Nell’agosto del 1878, Gustave Flaubert, ormai vicino alla sessantina, inviò una lettera a Guy de Maupassant, a quel tempo non ancora trentenne, nella quale invitava il giovane scrittore, depresso dal suo impiego presso il Ministero della Pubblica Istruzione e incline alla malinconia, a reagire non già con la pratica del canottaggio o con la frequentazione di prostitute, bensì operando una radicale scelta esistenziale: dedicarsi quotidianamente e umilmente alla propria arte.
In fondo, era quanto aveva fatto lo stesso Flaubert, che aveva sacrificato tutto allo scrivere e alla ricerca della perfezione nello scrivere – come più tardi avrebbero fatto anche due grandissimi praghesi, Franz Kafka e Rainer Maria Rilke – , ritirandosi, come in un monastero, nella sua casa di campagna di Croisset, sulla Senna, dove era capace di lavorare anche per giornate intere su un’unica frase, convinto, al pari di Chateaubriand, che “il talento è una lunga pazienza”. Un estratto della lettera indirizzata da Flaubert a Maupassant, il suo discepolo prediletto, è ora possibile leggerla nell’agile antologia curata da Filippo d’Angelo, studioso di letteratura francese, che ha raccolto in un unico volume alcune riflessioni, intorno al senso e ai modi – strategie, abitudini, comportamenti – del mestiere di scrittore, fatte da Honoré de Balzac, Charles Baudelaire, Gustave Flaubert, Guy de Maupassant, Émile Zola, André Gide, Marcel Proust.
Testimoni di grandi rivolgimenti storici, come la rivoluzione borghese del 1830 o la Comune parigina o la prima guerra mondiale, partecipi di un’esistenza che per tutti loro, come per ciascuno di noi, fu “folle e significante” (Carl Gustav Jung), questi scrittori non dubitarono mai che l’importanza della vita consiste interamente nella possibilità di offrirne una rappresentazione letteraria. Il passo che segue è tratto da “Romanzo”, il saggio che Maupassant premise a una delle sue opere di maggiore originalità, “Pierre e Jean”, pubblicata nel 1888.
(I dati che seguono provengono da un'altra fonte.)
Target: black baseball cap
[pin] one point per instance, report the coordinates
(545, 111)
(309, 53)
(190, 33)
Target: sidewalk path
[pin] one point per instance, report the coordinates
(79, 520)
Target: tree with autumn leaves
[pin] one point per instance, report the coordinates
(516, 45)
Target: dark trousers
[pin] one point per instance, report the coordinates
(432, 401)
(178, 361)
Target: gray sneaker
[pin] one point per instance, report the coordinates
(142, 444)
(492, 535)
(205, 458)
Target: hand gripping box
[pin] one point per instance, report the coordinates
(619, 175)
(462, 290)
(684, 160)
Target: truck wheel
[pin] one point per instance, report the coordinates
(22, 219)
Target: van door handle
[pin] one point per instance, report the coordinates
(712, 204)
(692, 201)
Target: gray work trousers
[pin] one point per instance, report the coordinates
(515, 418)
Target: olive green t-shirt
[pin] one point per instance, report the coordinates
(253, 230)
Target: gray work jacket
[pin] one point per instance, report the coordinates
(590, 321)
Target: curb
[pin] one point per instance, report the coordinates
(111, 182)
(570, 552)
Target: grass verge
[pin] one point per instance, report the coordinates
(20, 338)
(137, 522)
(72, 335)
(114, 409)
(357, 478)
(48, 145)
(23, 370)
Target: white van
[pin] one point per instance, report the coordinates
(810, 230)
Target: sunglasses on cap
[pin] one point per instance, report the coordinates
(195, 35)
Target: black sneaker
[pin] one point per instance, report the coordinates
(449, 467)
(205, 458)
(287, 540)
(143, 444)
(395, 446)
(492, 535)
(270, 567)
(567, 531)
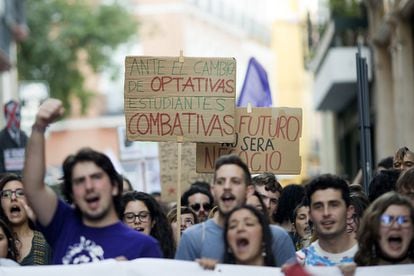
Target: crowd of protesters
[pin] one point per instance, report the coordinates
(237, 219)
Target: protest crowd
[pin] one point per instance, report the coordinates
(237, 219)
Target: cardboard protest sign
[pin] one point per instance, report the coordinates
(267, 140)
(168, 169)
(180, 99)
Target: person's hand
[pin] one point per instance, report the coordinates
(50, 111)
(207, 263)
(348, 269)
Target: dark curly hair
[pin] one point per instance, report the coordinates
(161, 230)
(269, 181)
(368, 235)
(267, 238)
(291, 196)
(100, 160)
(327, 181)
(405, 182)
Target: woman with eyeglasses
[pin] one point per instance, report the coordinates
(143, 213)
(188, 218)
(385, 235)
(32, 246)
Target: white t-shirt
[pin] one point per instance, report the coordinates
(314, 255)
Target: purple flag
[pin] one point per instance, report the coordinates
(255, 90)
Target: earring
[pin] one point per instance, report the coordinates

“In effetti, quanto bisogna essere folli, audaci, arroganti o stupidi per scrivere ancora al giorno d’oggi! Dopo tanti maestri di natura così varia, dal genio così diverso, cosa resta da fare che non sia stato fatto, cosa da dire che non sia stato detto? Chi tra noi può vantarsi di avere scritto una pagina che non si trovi già, pressoché uguale, da qualche parte? Quando leggiamo qualcosa, noi, talmente saturi di scrittura francese che il nostro corpo intero ci dà l’impressione di essere un impasto di parole, troviamo mai un rigo, un pensiero che non ci sia familiare, di cui non abbiamo avuto almeno il confuso presentimento? Chi cerca soltanto di divertire il pubblico con mezzi già noti, scrive fiduciosamente, nel candore della sua mediocrità, opere destinate alla folla ignorante e inetta. Ma quelli su cui gravano tutti i secoli della letteratura passata, che non sono soddisfatti di niente, che sono disgustati da tutto perché sognano di meglio, ai quali tutto sembra già usato, e a cui la loro opera dà sempre l’impressione di un lavoro inutile e comune, finiscono per giudicare l’arte letteraria come qualcosa d’inafferrabile, di misterioso, che solo qualche pagina dei più grandi maestri può a malapena svelarci. La lettura di venti versi o di venti frasi ci fa sobbalzare il cuore come una rivelazione stupefacente; ma i versi successivi assomigliano a qualsiasi altro verso, la prosa che viene dopo a qualsiasi altra prosa”.
Filippo D’Angelo (a cura di), “Troppe puttane! Troppo canottaggio!”, minimum fax, Roma, 2014.